2.Of course words change meanings based on culture, that's a really weird statement to make. For example, the word husband is in several cultures, yet what it is expected from a husband is different not just across cultures, but also within a culture itself. I'm not writing that Sten didn't follow the Qun, I'm writing that there was little context given to any of those statements. For example, Sten says that he would be killed without the Qunari even listening to his report if returned without that one specific sword. Is that what the dominant culture of Ferelden expected of their soldiers? Sten's name is his position. Is that how the dominant culture views names? Yet all of this can be contributed to the Qunari being such a mystifying culture, but damn it, the terms woman and warrior mean exactly the same things to them. And yeah, Tallis can do stuff most cultures would view as warrior things because she is a spy-thing. Completely understandable.

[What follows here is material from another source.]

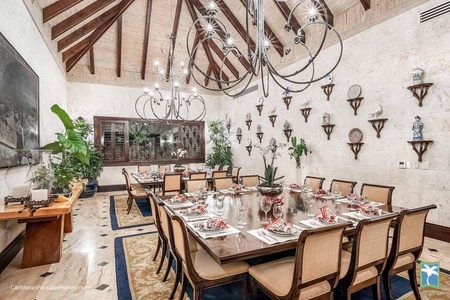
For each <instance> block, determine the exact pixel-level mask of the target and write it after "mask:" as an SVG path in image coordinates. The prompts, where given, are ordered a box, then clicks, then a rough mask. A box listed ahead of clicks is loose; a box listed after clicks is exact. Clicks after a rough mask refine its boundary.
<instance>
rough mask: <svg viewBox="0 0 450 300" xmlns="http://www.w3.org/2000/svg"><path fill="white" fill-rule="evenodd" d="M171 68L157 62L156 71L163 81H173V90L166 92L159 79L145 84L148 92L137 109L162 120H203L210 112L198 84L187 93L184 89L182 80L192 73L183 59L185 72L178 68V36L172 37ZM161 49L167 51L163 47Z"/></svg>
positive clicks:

And that Tal-Vashoth comment gave no context to the position. Again, it was something truly defined in DA2 as was almost all current aspects of the Qunari.
Is everyone forgetting their trip to the Qun compound in DA:2 or ...I dunno, pretty much anything the actual Arishok said or did? Does all that experience fly out the window when we want to defend the game developers for retconning?
Look, it's their game. They can change it if they want. George Lucas got to change his Star Wars mythos because he ****** wrote the thing. Let's just not pretend though that they didn't have one intention 5 years ago and a different one now.
The Qunari were the bad guys of DA2 because they forced roles on people and it was considered by Hawke a type of slavery.